Well if I had to guess I'd say option #3 is the most plausible, for two reasons. 1) Most people don't carefully analyze stuff they hear in songs anyway, so agreeing with the part about no religion say might be enough for an ordinary person to endorse the whole song. But even if you don't accept that, 2) I think that to some extent, partly real and partly imagined, government, religion, and capitalism reinforce each other. For example, Puritans in early America emphasized economic prosperity and discipline, and even today it's not possible for non-Christians to run for President in America (of course, H. Clinton, Obama, McCain, etc are all Christian! ). You can see a similar thing when the wackiest of the wacky like John Zerzan advocate eliminating religion, government, society, etc; there's this implicit notion that religion, government, writing, economics, science, etc all fall under the heading "civilization" and that getting rid of one isn't enough, one has to get rid of it all to make any meaningful difference. I even watched a speech recently where some crazy politician was advocating revolution, and although his critique was focused on getting rid of government, he summarized it with the (rather chilling) sentence, "Let's get rid of everything that exists and start over!"
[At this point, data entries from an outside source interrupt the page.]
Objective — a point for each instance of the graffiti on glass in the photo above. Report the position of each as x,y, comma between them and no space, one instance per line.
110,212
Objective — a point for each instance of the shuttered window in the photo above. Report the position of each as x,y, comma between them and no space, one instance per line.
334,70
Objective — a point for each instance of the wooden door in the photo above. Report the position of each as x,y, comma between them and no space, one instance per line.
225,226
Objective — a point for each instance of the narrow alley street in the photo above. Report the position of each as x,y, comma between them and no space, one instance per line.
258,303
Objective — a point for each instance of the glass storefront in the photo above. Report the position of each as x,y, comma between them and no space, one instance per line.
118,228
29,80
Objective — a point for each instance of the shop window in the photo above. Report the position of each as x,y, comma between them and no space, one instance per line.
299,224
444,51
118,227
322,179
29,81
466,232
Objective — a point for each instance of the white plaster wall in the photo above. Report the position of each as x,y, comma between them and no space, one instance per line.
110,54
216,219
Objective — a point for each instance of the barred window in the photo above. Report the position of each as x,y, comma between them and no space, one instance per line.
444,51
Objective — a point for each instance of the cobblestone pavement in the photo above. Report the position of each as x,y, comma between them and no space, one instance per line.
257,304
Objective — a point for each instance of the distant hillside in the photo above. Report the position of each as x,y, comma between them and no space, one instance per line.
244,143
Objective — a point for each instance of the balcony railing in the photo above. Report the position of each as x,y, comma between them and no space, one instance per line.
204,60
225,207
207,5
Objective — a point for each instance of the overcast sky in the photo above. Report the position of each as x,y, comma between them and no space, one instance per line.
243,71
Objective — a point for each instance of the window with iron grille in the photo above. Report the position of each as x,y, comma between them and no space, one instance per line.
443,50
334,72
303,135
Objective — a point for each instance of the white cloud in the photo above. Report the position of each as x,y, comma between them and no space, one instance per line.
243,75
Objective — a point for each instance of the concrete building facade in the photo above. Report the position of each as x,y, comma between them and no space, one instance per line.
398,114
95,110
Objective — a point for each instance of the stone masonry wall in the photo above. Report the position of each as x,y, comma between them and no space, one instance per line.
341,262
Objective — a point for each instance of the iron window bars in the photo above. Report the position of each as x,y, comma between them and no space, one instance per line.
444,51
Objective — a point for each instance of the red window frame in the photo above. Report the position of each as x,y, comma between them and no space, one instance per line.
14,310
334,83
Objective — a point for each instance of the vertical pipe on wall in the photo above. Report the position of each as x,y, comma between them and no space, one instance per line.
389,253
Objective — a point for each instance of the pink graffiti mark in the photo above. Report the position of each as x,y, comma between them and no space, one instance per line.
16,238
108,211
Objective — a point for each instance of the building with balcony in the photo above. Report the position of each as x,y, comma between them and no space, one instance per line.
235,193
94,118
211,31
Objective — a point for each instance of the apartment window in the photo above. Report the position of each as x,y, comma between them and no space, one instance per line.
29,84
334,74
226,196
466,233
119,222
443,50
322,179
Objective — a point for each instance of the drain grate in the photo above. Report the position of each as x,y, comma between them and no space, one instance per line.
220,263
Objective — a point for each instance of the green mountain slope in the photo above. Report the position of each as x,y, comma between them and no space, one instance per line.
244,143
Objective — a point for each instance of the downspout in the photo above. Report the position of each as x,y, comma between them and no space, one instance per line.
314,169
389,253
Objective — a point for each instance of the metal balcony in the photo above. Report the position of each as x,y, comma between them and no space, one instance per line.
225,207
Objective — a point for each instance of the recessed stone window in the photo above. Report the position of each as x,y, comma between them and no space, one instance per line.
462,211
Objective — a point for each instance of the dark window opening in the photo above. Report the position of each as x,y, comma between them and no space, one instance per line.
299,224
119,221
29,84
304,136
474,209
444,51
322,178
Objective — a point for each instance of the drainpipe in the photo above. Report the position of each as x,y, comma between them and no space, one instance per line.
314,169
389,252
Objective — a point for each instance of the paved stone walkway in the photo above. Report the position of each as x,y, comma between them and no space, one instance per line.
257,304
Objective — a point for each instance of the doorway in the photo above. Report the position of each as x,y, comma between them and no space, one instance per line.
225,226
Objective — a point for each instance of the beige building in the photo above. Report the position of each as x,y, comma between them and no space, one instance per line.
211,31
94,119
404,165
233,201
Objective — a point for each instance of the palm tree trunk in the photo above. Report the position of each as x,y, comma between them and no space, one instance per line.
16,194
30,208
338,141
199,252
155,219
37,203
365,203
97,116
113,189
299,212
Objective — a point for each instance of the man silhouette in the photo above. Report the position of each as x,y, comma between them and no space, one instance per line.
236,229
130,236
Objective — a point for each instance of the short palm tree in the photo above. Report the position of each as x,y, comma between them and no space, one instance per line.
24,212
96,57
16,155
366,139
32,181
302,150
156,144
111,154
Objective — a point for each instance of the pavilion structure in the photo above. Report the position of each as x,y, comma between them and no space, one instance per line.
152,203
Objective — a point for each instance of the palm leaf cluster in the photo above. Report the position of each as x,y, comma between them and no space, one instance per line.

in practice a world government would surely retain countries as a matter of administrative subdivision.

I suppose it depends out how you use the terms. Traditionally states and governments have been thought of as limited to contiguous geographical areas, although obviously there have been (short-lived?) exceptions with colonialism. You may be interested to learn that when Nozick was considering competing "private defense associations" in his famous book, he said that if the PDA's all cooperated with each other then the result would essentially be a kind of super-state. After all, if the individual countries (states, PDAs, etc) all extradite prisoners to each other and negotiate to enforce each other's laws, then practically that's not any different than one huge leviathan state.

And of course, purely hypothetically, if one particular state becomes influential enough so that most the others start to enforce its laws and adopt its rules, extradite prisoners there, and gradually become subjugated through direct military occupation one at a time, in the end how is that any different than a world-state? One could even call such a state a "superpower", or perhaps an empire. Purely hypothetically, of course...

Jonathan said...

I'm doubtful about your #3 because the song isn't proposing to modify religions, countries, or capitalism: it's proposing to junk them completely. I don't understand how the average American, for instance, can listen to the record at all without wanting to burn all copies.

Although I actually agree, at least in principle, with two verses out of three, overall the thing still sounds like the ravings of a drug-addled hippy, and I'd be embarrassed to sing it myself.

"It depends on how you use the terms."

Really? Surely a 'world government' is just a single government that governs the whole world. Seems quite straightforward to me. I was just suggesting that, as national governments normally divide their countries into smaller regions for administrative purposes, so a world government would do the same, and the major divisions may as well be called 'countries', whether or not they correspond to the old traditional countries of the world.

As to how a world government might come about, that's not really an interest of mine. I don't favour it and don't expect to see it happen. I suppose it could happen after another world war, if one part of the world remained relatively undamaged and able to take over the rest (the great future Empire of New Zealand!).